De Cimbren (ook: Kimbren) waren volgens overleveringen van Romeinse historici een Germaanse stam uit Jutland (Denemarken). Ergens in de tweede helft van de tweede eeuw voor Christus zou een groot aantal Cimbren vanuit hun thuisland naar het zuiden zijn getrokken, op zoek naar een nieuw leefgebied. Volgens de Romeinse historici was de reden hiervoor een grote overstroming. Moderne historici verklaren dit door een stijging van de zeespiegel waardoor er onvoldoende ruimte was voor de aanwezige bevolking.

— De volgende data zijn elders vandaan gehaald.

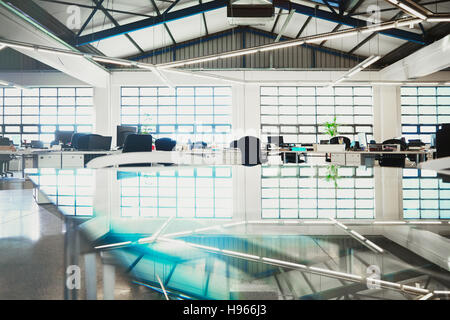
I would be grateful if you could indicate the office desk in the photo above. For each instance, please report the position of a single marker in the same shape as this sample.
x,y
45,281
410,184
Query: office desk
x,y
47,158
355,157
118,209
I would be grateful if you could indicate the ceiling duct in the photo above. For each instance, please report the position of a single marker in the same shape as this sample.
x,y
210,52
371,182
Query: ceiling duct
x,y
250,12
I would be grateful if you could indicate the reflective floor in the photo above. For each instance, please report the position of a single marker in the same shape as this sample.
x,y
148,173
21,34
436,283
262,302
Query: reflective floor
x,y
90,243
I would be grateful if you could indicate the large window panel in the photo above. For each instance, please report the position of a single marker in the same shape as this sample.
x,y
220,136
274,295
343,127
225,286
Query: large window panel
x,y
425,196
184,113
423,109
298,113
187,193
41,111
303,192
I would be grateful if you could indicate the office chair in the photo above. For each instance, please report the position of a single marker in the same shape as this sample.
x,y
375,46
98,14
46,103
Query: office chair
x,y
75,138
5,159
442,141
93,142
393,160
335,140
165,144
137,143
250,150
199,145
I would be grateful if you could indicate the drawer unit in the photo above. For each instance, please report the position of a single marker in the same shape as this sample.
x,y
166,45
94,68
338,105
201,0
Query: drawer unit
x,y
338,158
353,159
72,161
49,161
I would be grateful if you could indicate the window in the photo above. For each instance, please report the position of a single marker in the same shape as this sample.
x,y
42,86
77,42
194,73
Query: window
x,y
185,193
35,114
303,192
70,190
183,114
423,109
298,113
425,196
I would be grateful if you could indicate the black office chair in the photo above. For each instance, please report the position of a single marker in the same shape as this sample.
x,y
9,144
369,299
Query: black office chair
x,y
137,143
5,158
250,150
75,138
393,160
199,145
335,140
165,144
94,142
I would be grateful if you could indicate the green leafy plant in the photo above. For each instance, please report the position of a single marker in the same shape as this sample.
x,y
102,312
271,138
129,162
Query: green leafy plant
x,y
332,174
331,128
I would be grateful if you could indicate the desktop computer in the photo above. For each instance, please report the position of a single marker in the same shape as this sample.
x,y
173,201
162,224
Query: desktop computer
x,y
122,133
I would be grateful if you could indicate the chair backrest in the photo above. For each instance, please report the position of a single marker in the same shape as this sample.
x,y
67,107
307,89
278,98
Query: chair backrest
x,y
5,141
250,150
403,145
75,138
335,140
165,144
138,143
92,142
200,145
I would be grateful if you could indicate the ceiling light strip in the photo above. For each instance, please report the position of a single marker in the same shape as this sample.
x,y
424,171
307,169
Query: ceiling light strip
x,y
372,246
359,67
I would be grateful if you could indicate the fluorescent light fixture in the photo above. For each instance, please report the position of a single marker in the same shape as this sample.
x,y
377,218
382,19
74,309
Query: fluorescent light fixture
x,y
427,296
199,246
357,235
389,222
177,234
412,11
112,61
282,45
17,45
244,255
235,54
286,263
336,273
415,289
60,52
342,34
318,222
442,292
113,245
425,222
291,222
373,245
359,67
437,18
234,224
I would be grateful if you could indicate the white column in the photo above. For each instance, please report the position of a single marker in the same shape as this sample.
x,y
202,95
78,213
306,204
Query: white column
x,y
387,113
387,125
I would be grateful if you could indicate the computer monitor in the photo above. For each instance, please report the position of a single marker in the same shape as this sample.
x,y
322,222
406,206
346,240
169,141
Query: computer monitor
x,y
362,139
122,133
276,140
64,136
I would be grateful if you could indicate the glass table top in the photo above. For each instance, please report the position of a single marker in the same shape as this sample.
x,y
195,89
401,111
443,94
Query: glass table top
x,y
234,232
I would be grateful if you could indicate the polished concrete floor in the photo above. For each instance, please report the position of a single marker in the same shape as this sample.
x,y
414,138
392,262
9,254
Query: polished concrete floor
x,y
32,251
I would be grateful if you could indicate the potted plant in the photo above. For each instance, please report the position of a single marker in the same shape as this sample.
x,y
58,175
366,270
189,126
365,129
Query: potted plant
x,y
332,174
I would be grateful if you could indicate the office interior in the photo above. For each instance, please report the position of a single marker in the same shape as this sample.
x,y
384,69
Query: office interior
x,y
174,150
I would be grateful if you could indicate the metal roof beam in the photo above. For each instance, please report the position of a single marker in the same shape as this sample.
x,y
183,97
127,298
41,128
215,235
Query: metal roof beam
x,y
216,4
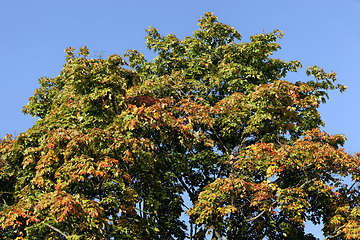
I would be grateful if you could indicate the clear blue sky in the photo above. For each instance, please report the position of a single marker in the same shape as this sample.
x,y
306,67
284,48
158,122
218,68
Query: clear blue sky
x,y
34,34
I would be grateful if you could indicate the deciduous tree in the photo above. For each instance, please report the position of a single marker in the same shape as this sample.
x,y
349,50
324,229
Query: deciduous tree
x,y
120,143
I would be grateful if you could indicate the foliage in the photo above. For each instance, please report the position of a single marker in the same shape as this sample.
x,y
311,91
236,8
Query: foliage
x,y
117,148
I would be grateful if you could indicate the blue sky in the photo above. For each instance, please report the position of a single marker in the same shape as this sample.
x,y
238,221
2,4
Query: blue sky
x,y
34,34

De tochten van de Cimbren en Teutonen

In 113 v.Chr. maken de Romeinen voor het eerst melding van de Cimbren. Ze hadden Noricum bereikt, wat een Romeinse vazalstaat zou worden. De Romeinen zouden de Cimbren hebben laten weten dat er in Italië geen plaats was voor hen en boden gidsen aan die ze naar Zuid-Duitsland moesten begeleiden. Dit was echter een valstrik. De Romeinen vielen de Cimbren aan en dit leidde tot de Slag bij Noreia. De Romeinse opzet mislukte echter: de Cimbren wonnen de slag en het Romeinse leger zou volledig vernietigd zijn, als niet een ontzagwekkend onweer opgekomen was. De Cimbren beëindigden de strijd nu Donar zelf zich ermee ging bemoeien.

Ook twee andere stammen, de Teutonen en de Ambronen, vermoedelijk afkomstig uit het Waddengebied, reisden met de Cimbren mee. Ze bereikten Gallië en in 105 v.Chr. stonden ze opnieuw tegenover de Romeinse legers. In de Slag bij Arausio (Orange) leden de Romeinen wellicht hun grootste nederlaag in de geschiedenis. Van een leger van 80.000 legionnairs en 40.000 man hulptroepen overleefden er naar beweerd werd slechts 10.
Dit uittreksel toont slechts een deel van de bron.